Software & Data Management
FluorCam Control & Analysis Software provides a unified interface for hardware configuration, real-time visualization, ROI-based statistical extraction, and export-ready data formatting. It includes pre-validated measurement protocols—Fᵥ/Fₘ screening, Kautsky induction kinetics, NPQ relaxation analysis, and PAR-dependent light-response curves—with full parameter customization (e.g., flash duration, interval timing, intensity ramping). Image processing tools support background subtraction, flat-field correction, false-color mapping, and temporal stacking. Output formats include TIFF stacks, CSV time-series matrices, PNG/JPEG annotated images, and interactive HTML reports containing embedded graphs and histograms. Data files are timestamped, metadata-tagged (including instrument ID, operator name, environmental log entries), and structured to facilitate downstream analysis in MATLAB, Python (via NumPy/Pandas), or R environments.
Applications
- Abiotic stress phenotyping: Spatial mapping of drought-, heat-, cold-, and salinity-induced photoinhibition across leaf laminae
- Herbicide mode-of-action studies: Quantifying inhibition kinetics of PSII inhibitors (e.g., atrazine, diuron) at sub-lethal concentrations
- Mutant screening in functional genomics: High-throughput identification of photosynthetic defects in TILLING or CRISPR-edited lines
- Ecophysiological field surveys: Comparative analysis of canopy-level fluorescence heterogeneity in natural or agroecosystems
- Post-harvest physiology: Monitoring chloroplast integrity during storage of horticultural crops
- Algal biotechnology: Optimizing light utilization efficiency in photobioreactor cultures through spatial fluorescence profiling
FAQ
Can FluorCam be used without a gas exchange system?

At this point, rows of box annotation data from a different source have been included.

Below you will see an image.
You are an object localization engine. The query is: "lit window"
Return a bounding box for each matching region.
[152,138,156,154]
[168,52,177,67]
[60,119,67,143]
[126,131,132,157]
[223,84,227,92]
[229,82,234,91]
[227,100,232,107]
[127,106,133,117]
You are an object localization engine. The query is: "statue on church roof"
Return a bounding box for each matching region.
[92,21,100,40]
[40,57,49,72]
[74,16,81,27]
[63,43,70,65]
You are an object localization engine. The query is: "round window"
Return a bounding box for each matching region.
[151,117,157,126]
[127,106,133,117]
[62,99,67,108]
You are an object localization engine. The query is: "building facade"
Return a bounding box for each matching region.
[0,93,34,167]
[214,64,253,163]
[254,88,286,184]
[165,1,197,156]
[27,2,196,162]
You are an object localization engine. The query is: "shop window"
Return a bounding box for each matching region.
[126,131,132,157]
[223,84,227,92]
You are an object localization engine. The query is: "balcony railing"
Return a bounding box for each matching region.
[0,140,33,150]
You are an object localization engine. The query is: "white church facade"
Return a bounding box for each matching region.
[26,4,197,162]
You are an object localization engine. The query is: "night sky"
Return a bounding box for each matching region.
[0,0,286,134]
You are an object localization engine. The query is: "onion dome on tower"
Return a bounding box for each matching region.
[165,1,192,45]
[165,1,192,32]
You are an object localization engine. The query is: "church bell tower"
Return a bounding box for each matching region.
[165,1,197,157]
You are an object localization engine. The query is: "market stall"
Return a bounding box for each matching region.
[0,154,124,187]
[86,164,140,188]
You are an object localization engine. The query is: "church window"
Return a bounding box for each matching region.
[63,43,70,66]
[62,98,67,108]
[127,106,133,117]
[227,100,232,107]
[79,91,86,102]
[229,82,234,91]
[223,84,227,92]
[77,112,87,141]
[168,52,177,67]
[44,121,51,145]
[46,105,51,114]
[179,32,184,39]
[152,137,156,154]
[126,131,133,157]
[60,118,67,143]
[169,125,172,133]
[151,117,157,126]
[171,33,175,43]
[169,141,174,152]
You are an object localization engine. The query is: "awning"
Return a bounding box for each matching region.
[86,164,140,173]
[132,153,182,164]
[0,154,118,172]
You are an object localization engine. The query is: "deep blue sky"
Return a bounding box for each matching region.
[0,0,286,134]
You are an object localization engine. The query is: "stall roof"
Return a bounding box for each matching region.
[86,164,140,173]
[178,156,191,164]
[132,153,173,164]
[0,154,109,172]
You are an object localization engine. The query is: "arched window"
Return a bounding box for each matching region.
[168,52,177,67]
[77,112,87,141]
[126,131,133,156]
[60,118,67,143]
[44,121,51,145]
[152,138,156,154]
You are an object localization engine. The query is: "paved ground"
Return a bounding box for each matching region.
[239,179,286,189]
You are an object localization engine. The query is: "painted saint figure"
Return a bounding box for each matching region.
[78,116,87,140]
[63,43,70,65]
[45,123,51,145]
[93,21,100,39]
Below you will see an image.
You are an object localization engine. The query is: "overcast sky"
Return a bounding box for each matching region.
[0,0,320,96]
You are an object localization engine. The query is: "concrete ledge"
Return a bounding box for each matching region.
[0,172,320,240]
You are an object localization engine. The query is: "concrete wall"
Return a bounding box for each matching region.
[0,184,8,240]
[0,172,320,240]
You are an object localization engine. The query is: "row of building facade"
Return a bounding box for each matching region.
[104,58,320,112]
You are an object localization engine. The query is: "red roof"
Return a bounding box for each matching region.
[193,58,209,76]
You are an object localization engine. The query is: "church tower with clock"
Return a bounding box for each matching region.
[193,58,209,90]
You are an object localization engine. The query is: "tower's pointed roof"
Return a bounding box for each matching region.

Yes. The system operates autonomously in standalone mode for fluorescence-only experiments, including dark-adapted Fᵥ/Fₘ screening, light-response curve generation, and stress time-course imaging.
What is the minimum sample size required for reliable imaging?
A minimum illuminated area of 1.5 × 1.5 cm is recommended to ensure adequate pixel coverage and signal-to-noise ratio; smaller samples may be measured using the optional handheld OJIP module.
Is the software compatible with macOS or Linux?
FluorCam software is natively supported on Windows 10/11 (64-bit). Data files (TIFF, CSV) are platform-agnostic and can be processed on macOS or Linux using open-source scientific computing tools.
Does the system support remote monitoring during long-term field deployments?
When paired with the optional industrial tablet PC, FluorCam enables scheduled unattended measurements with local data storage; remote access requires external network infrastructure (e.g., cellular router) and is managed via user-configured file transfer protocols.
How is calibration maintained across field and lab environments?
The system uses factory-calibrated LEDs and CCD gain settings; no routine user calibration is required. For inter-laboratory reproducibility, users are advised to perform daily reference measurements using standardized fluorescent reference tiles (NIST-traceable, optional accessory).